Beyond the obvious cluelessness that leads them into a death trap, there is a running theme throughout Rosencrantz and Guildenstern in which the characters confuse themselves for each other. At one point, they meet a band of actors and make introductions as follows:
ROS: My name is Guildenstern, and this is Rosencrantz.
[Guil confers briefly with him.]
[Without embarrassment] I'm sorry—his name's Guildenstern, and I'm Rosencrantz.

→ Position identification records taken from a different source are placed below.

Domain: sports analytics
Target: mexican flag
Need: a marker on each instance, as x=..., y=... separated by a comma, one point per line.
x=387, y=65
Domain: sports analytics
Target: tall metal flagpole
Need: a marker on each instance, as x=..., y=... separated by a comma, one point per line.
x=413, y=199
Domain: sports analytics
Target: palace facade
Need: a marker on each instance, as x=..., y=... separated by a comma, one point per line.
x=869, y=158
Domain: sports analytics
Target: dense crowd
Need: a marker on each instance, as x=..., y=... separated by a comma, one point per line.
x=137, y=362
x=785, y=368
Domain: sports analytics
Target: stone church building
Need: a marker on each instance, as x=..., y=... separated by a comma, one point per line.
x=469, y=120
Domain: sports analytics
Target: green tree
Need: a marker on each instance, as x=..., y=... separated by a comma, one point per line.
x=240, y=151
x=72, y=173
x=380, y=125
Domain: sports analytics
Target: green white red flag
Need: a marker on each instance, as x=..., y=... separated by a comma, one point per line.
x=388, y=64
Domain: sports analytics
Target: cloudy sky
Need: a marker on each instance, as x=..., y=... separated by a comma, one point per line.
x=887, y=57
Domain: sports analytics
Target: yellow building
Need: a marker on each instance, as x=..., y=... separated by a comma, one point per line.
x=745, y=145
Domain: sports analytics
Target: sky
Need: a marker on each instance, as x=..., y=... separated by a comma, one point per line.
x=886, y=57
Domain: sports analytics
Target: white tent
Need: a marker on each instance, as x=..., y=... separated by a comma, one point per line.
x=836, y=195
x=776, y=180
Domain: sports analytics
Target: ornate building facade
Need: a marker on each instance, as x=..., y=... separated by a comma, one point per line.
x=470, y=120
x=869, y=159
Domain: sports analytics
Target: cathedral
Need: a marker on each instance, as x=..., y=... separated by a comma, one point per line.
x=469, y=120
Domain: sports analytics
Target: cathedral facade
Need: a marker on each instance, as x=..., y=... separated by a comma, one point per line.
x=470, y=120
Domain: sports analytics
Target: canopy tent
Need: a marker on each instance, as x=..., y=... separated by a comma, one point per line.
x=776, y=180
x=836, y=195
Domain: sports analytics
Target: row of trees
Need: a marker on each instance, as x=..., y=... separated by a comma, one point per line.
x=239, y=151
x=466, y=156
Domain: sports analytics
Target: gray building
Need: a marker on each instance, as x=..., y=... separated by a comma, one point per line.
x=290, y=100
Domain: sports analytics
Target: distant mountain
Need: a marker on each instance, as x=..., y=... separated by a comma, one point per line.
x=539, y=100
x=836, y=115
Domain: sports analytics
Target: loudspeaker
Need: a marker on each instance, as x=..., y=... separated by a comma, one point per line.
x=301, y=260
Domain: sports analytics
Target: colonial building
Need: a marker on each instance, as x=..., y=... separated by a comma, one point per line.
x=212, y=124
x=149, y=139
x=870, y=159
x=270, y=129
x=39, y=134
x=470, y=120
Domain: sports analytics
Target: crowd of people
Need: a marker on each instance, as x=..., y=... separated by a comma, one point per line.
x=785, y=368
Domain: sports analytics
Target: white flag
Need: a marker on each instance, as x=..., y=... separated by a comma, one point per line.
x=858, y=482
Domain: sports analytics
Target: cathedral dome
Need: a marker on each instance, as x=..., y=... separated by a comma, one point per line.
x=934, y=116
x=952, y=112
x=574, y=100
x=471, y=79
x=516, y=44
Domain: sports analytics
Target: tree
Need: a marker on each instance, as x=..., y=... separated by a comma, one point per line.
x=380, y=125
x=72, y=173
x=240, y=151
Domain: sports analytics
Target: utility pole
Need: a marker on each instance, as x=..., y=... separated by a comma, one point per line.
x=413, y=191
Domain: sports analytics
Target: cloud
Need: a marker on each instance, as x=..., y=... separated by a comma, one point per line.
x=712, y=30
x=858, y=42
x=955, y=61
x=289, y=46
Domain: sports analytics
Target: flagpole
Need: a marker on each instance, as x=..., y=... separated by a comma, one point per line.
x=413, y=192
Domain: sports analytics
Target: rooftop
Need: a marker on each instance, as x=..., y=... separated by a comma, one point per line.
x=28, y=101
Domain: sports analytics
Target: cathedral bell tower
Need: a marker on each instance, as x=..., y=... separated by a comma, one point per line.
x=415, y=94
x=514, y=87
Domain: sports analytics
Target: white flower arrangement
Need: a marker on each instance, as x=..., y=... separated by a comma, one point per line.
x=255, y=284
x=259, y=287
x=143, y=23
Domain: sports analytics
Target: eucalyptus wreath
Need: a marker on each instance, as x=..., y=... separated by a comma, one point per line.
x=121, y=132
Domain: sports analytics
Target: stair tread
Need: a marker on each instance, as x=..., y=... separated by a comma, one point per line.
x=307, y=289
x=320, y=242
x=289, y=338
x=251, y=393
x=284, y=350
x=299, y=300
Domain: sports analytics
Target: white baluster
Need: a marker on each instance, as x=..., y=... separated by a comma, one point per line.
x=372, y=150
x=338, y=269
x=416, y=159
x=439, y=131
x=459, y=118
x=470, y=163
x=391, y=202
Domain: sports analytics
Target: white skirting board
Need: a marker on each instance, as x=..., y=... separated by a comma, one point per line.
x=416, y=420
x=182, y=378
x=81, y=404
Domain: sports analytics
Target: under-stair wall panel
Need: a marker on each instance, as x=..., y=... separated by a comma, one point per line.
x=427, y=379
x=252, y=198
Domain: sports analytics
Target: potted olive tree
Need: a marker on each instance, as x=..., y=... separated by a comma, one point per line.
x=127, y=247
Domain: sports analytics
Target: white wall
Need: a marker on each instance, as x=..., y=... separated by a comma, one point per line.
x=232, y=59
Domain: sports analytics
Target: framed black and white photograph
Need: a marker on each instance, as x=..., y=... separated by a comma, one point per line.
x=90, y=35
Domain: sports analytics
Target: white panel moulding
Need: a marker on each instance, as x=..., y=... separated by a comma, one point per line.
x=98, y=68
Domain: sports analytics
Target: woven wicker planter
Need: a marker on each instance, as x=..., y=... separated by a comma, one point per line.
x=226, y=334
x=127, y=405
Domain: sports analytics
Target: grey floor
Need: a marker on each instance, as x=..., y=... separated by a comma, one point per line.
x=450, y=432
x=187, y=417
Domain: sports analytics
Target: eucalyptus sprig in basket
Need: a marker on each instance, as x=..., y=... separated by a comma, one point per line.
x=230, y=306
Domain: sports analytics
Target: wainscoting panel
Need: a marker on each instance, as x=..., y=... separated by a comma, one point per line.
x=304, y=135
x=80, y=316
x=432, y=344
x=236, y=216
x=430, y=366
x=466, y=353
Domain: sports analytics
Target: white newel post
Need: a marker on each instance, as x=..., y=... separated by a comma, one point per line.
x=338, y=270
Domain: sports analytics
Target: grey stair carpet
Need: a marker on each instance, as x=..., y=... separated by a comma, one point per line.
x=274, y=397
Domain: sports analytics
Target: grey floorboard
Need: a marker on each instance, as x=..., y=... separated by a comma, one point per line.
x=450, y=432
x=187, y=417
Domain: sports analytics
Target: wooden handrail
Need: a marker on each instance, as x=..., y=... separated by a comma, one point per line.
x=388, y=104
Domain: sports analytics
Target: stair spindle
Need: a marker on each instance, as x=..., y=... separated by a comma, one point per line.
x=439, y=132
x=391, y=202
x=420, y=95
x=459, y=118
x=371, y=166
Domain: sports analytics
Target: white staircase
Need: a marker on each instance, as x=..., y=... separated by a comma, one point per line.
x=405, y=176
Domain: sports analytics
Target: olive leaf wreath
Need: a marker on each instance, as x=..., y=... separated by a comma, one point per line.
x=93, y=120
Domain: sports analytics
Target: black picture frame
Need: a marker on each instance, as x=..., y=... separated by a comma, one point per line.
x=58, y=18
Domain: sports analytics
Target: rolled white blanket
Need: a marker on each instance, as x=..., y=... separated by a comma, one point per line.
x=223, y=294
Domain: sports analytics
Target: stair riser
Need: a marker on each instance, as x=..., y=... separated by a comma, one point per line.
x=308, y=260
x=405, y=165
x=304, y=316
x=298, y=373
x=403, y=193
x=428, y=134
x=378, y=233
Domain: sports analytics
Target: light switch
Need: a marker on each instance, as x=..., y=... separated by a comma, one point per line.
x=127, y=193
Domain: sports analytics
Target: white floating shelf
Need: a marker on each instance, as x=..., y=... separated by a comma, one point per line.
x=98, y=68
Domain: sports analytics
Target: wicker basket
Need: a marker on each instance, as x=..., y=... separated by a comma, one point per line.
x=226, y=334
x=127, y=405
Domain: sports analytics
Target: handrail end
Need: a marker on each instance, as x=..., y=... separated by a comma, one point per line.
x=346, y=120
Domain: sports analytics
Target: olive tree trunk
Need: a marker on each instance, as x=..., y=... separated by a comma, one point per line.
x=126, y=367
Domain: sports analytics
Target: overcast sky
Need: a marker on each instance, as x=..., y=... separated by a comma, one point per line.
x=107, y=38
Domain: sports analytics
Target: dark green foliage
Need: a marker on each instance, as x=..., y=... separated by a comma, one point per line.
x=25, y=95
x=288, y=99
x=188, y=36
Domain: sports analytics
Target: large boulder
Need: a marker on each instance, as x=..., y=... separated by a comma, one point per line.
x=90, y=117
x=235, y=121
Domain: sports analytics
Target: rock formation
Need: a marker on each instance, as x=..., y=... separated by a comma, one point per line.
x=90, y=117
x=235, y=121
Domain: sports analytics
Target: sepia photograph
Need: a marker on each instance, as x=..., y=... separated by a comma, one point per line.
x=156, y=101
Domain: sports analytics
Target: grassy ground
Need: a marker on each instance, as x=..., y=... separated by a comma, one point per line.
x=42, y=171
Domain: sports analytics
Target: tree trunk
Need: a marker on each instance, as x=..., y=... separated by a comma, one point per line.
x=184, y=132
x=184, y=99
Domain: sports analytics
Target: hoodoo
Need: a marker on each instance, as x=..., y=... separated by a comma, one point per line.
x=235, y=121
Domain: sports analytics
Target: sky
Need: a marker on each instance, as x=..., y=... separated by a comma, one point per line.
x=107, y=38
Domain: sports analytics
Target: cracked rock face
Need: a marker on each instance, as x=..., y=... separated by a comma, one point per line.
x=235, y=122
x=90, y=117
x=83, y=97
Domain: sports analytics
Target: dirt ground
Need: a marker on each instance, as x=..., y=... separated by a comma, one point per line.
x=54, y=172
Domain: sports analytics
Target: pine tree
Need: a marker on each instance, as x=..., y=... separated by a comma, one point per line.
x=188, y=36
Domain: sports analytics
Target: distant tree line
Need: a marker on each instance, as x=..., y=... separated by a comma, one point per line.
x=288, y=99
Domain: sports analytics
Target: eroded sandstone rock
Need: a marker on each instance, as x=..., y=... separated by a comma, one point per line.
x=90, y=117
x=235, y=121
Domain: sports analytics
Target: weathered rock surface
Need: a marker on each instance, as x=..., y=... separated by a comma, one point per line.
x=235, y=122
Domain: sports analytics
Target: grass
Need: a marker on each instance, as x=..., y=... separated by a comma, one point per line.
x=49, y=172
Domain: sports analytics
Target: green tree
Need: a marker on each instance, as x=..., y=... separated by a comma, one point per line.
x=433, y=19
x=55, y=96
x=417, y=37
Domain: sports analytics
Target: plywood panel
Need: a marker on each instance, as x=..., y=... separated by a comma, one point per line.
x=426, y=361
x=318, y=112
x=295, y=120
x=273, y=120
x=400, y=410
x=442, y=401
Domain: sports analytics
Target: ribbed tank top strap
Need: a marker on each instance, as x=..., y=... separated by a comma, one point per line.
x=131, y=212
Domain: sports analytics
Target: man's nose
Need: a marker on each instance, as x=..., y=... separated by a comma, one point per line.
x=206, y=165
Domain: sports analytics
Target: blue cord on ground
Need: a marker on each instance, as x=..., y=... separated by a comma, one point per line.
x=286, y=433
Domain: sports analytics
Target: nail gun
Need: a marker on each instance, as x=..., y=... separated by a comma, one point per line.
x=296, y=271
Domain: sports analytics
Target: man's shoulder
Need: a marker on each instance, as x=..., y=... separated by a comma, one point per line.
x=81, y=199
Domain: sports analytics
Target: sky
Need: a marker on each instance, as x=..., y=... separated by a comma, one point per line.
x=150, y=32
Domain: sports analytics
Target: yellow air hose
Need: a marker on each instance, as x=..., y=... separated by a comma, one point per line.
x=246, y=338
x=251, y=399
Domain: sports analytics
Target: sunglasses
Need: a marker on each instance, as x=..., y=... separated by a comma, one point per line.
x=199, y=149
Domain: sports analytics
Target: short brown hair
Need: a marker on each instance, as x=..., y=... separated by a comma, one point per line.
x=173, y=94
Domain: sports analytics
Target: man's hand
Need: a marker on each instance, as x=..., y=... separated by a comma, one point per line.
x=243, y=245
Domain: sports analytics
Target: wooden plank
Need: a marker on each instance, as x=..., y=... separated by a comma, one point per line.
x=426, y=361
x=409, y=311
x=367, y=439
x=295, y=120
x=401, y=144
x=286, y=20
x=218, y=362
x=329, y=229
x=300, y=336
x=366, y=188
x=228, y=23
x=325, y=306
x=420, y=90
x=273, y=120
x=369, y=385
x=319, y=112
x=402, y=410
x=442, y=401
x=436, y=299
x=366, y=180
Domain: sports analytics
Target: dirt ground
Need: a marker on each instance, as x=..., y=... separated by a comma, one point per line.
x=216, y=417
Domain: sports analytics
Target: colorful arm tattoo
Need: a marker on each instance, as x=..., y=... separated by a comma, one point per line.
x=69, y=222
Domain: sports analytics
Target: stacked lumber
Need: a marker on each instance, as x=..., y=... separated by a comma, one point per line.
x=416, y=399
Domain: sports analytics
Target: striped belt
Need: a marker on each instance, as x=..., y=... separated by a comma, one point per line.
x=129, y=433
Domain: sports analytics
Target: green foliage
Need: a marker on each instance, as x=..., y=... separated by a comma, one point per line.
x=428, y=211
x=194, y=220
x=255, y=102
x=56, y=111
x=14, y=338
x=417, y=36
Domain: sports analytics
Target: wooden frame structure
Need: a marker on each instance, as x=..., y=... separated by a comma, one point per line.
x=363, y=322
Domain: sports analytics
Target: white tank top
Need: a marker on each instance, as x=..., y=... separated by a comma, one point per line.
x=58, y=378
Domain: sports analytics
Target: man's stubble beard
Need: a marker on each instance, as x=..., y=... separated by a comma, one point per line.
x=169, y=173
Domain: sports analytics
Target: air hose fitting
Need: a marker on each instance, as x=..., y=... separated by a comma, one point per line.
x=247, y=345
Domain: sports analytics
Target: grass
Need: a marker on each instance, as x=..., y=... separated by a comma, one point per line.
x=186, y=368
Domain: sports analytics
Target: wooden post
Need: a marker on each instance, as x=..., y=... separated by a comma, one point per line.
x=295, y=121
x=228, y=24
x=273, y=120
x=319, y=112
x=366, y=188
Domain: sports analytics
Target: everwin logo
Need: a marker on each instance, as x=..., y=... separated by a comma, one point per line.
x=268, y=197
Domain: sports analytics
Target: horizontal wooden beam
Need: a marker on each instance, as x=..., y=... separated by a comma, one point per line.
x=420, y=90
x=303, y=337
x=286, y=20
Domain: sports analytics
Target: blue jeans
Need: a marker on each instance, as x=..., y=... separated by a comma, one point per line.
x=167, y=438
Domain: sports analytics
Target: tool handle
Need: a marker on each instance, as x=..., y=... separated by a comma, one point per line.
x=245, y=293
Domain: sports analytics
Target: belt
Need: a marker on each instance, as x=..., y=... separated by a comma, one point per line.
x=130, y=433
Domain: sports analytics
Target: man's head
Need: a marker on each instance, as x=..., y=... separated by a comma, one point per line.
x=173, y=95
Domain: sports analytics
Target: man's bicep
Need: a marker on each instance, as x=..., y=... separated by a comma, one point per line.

This continues when they are supposed to meet Hamlet to question him about his odd behavior. Of course, this doesn't come naturally to them, so they have to practice beforehand.
GUIL: I'm him, you see.
ROS: Who am I then?
GUIL: You're yourself.
ROS: And he's you?
GUIL: Not a bit of it.
ROS: How should I begin?
GUIL: Address me.
ROS: My dear Guildenstern!
GUIL: [quietly] You've forgotten—haven't you?
ROS: My dear Rosencrantz!
GUIL: [qreat control] I don't think you quite understand. What we are attempting is a hypothesis in which I answer for him, while you ask me questions.
ROS: Ah! Ready?
GUIL: You know what to do?
GUIL: Are you stupid?
GUIL: Are you deaf?
ROS: How should I begin?
GUIL: Address me.
ROS: My honoured lord!
GUIL: My dear Rosencrantz!
ROS: Am I pretending to be you, then?
Stoppard fuckin' knows, man. Who hasn't had this exact conversation after two blunts?? It's really the only way you can have this conversation at all.
As if exchanges like the above didn't make it obvious enough, Stoppard slips a big clue in the first five pages before we are fully oriented to the presence of THC particles swirling around in Ros's and Guil's bloodstreams. The play begins with the two characters flipping heads on a coin 92 times in a row, which prompts Guil to wax poetic on the nature of probability:
Syllogism the second: One, probability is a factor which operates within natural forces. Two, probability is not operating as a factor. Three, we are now within un-, sub-, or supernatural forces.
Humans have long understood the supernatural properties of weed, Jah bless, and Stoppard is no stranger to them. In fact, I'm gonna borrow that line to fuck with stoned people after smoking with them: "We are now operating within supernatural forces" (extremely Darth Vader voice). Just a little something to let 'em know shit's about to get weird.
Ultimately, we don't get high just to practice for the day we might try to outsmoke the Dogg. We get high to sit around and contemplate the meaning of life and death. Faced with their own mortality, Rosencrantz and Guildenstern take a big puff and leave us with this:
GUIL: [quietly] Where we went wrong was getting on a boat. We can move, of course, change direction, rattle about, but our movement is contained within a larger one that carries us along as inexorably as the wind and current…
ROS: They had it in for us, didn't they? Right from the beginning. Who'd have thought that we were so important?
GUIL: But why? Was it all for this? Who are we that so much should converge on our little deaths? Who are we?